As you’ve no doubt noticed, I’ve been using the Acros film simulation quite a bit on my photo walks with the X-T2. The film simulation modes are a big part of what I love about the Fuji system, and I’ll use them (or the Adobe profiles when working with RAW files) on the majority of my non-landscape shots. So when Fuji comes out with a new film simulation mode I’m always eager to try it out. And the fact that Acros was Fuji’s first black and white film simulation made me particularly excited.
I’ve enjoyed using the Acros + red filter simulation so far, but I can’t say I’ve noticed a big difference between it and the normal monochrome mode that I’ve used in the past. I’ll have to do some side-by-side comparisons and see if I can tell a difference. In particular, I’m curious to see if the orthopanchromatic nature of the real Acros film is mirrored in the film simulation Fuji created. If so, I’m not sure there’s really any reason for me to use the Acros film simulation over the monchrome setting since I generally prefer shooting with a red filter…which kind of negates the purpose of orthopanchromatic films. More on that in blog posts to come.

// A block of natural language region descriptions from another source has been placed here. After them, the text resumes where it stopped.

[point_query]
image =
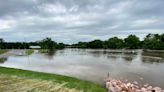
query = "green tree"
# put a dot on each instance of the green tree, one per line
(1, 43)
(115, 43)
(132, 42)
(154, 41)
(47, 43)
(95, 44)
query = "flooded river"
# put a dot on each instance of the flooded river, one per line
(94, 65)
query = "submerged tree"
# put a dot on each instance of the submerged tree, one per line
(115, 43)
(132, 42)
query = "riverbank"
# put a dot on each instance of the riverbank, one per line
(114, 85)
(2, 51)
(23, 80)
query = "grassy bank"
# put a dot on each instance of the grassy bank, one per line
(50, 82)
(3, 51)
(29, 51)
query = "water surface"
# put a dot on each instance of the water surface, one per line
(94, 65)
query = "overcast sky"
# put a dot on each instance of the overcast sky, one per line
(70, 21)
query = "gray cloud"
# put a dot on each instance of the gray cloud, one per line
(71, 21)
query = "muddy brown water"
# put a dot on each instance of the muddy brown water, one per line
(94, 65)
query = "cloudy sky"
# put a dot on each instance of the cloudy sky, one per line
(71, 21)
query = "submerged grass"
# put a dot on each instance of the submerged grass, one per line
(3, 51)
(29, 51)
(64, 82)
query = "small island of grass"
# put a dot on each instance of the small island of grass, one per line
(23, 80)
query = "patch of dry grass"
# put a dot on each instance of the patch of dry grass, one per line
(19, 84)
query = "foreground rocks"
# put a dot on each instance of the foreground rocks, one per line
(114, 85)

This shot, clearly, was not taken with the Acros film simulation. I used the Classic Chrome film simulation, which was originally released in the X100T era. Many have drawn comparisons between Classic Chrome and the legendary Kodachrome film. Sadly, I got into film too late to be able to shoot Kodachrome (it has since been discontinued and can’t even be processed any more), so I can’t really comment on any similarities.

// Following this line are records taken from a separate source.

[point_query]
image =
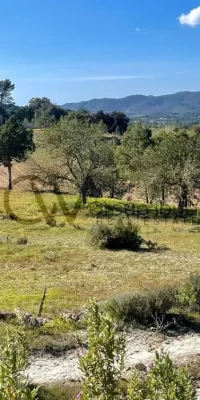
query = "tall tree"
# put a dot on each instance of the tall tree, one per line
(83, 152)
(6, 88)
(16, 142)
(131, 155)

What I can say is that Classic Chrome produces a very aesthetically pleasing color palette that somehow manages to be both subtle and vibrant. To my eye, the colors are generally true to the eye aside from the blues, which tend to lean green. It seems to handle reds and oranges especially well, which makes it perfect for shooting the exposed brick and cobblestone streets in the Omaha Old Market district where I’m currently living (and where today’s image was shot). I really struggle to find good digital colors for shots made in this area, and I often resort to using a VSCO Portra film simulation of some kind (Portra 800 +1 Over is my current favorite). These simulations work very well, but have a softer and less vibrant feel than Fuji’s Classic Chrome that doesn’t quite fit for certain images.
It may seem a bit strange that I pay so much attention to the film simulation settings of the camera and other post-production software. A lot of people may completely ignore the in-camera settings and focus on managing the colors in post-production. For me, though, I like to visualize how I ultimately want the colors to interact while I’m setting up the shot. This helps me ensure that I’m using the color purposefully, as opposed to simply capturing it accidentally. I want color to be a part of the story I’m telling, and mentally sketching out the color interactions while making the image helps me achieve that. This is why good color film simulations go a long way in helping me craft a color image. If the in-camera color settings are pedestrian or far off from the image I have in my head, it’ll make it that much tougher to produce a quality color image that tells a cohesive story.